After graduating from the bootcamp, she landed a software engineering job at a Miami startup in 2015 and around the same time found herself on a date talking about adult diapers. That’s not your typical first-date talk, but Jonathan Magolnick, whom she would later marry, explained he had won a business competition in his University of Miami MBA program for an adult diaper subscription service. Because of her recent caregiving experience, Padilla told him she would love to be involved if he ever pursued the idea.
Back then, Chewy, based in South Florida, was starting to take off. “I remember thinking how is there not a Chewy.com for this industry that is enormous? The vast majority of Americans are going to be aging in place, and there is a massive opportunity to build a company for the benefit of people who really, really need help, while also making the potential to build a billion-dollar company.”
Padilla and Magolnick began working on a startup together, and in 2017, they launched Carewell, an online retailer of high-quality home health products serving the burgeoning caregiver population. Their inventory includes incontinence products, diabetic products, nutritional shakes, feeding tubes, walkers, wheelchairs and wound care supplies.
“Caregiving can be really daunting, it can be emotionally draining, and the vast majority of people, whether they’re caring for themselves or they’re caring for someone else, have no idea what they’re doing, what products exist, etc. We offer excellent pricing first and foremost against major retailers, and super-fast and free one- to two-day shipping,” says Padilla, the CEO. While the Carewell website features educational posts, printable resource guides, how-to videos and expansive product descriptions, “what really sets us apart is our 24/7 customer care team.”
About 20% of Carewell’s revenue comes in over the phones. “Customers who call in are better-quality customers for us, and it’s because people are looking for recommendations. It’s something that I wish I had when I was a caregiver. I always kept saying, ‘Why isn't there someone I can just ask a simple question?’”

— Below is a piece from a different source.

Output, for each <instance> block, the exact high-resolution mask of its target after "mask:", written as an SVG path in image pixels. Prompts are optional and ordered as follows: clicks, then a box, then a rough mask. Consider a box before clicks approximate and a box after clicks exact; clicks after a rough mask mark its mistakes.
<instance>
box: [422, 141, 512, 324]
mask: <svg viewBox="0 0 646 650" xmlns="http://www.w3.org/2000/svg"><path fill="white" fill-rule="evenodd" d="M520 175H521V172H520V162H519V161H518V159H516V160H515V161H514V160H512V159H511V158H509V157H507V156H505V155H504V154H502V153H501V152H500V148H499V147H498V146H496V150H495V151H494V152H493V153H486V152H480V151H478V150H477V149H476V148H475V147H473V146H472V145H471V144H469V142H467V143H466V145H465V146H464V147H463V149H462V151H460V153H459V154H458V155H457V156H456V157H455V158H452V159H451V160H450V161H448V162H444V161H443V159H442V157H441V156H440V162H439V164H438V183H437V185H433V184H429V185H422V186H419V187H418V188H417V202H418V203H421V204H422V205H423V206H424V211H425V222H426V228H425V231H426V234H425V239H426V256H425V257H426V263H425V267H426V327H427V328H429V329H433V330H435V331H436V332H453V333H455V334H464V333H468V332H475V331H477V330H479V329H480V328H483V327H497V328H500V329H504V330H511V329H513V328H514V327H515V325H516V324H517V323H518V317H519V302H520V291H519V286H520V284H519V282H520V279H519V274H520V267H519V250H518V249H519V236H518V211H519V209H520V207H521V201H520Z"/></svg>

Carewell placed on the Inc. 5000 fastest growing companies lists in 2021 and 2022, ranking 74th and 248th respectively. The startup has raised over $55 million in venture capital, including $24.7 million this year. Padilla reports Carewell made 1.5 million shipments in the last year.
Today, Carewell employs about 120 people globally, with about 45 team members based in Florida. To build the team, Padilla and Magolnick sought people who have been there and done that, including at the company that helped inspire their venture. “The directors and VPs at our company are all former Chewy,” says Padilla, and that includes Carewell’s VP of customer experience who scaled the Chewy customer service team from zero to over 1,000 agents.
As e-commerce businesses in massive markets, the business models are similar — as are some of the processes. When somebody passes away, for example, Carewell sends the family a candle or flowers or a handwritten note card. Carewell also has a happiness policy just as Chewy has a "wow team" that aims to take customer service to a higher level.
This year, Carewell launched its own private-label brand, with pull-up underwear being the first product, and more on the way. Padilla says innovation is sorely needed in the home health care market because too many products have been designed for institutional care facilities or to meet certain price points for insurance — without a focus on comfort and dignity. “There’s so much innovation in this market that’s yet to come.”
Family Caregiving
- More than 53 million family caregivers are caring for 80 million Americans, including the elderly and people with disabilities.
- 9 out of 10 seniors are cared for by informal, family caregivers.
- 90% of Americans want to age in place.
- 10,000 Baby Boomers turn 65 each day.
- By 2030, when 60 million of America’s Baby Boomers will be 65-plus, there will be more people over 65 than under the age of 18.
- The U.S. home health care product market is expected to grow to $140 billion by 2028. A majority of that is out-of-pocket spending.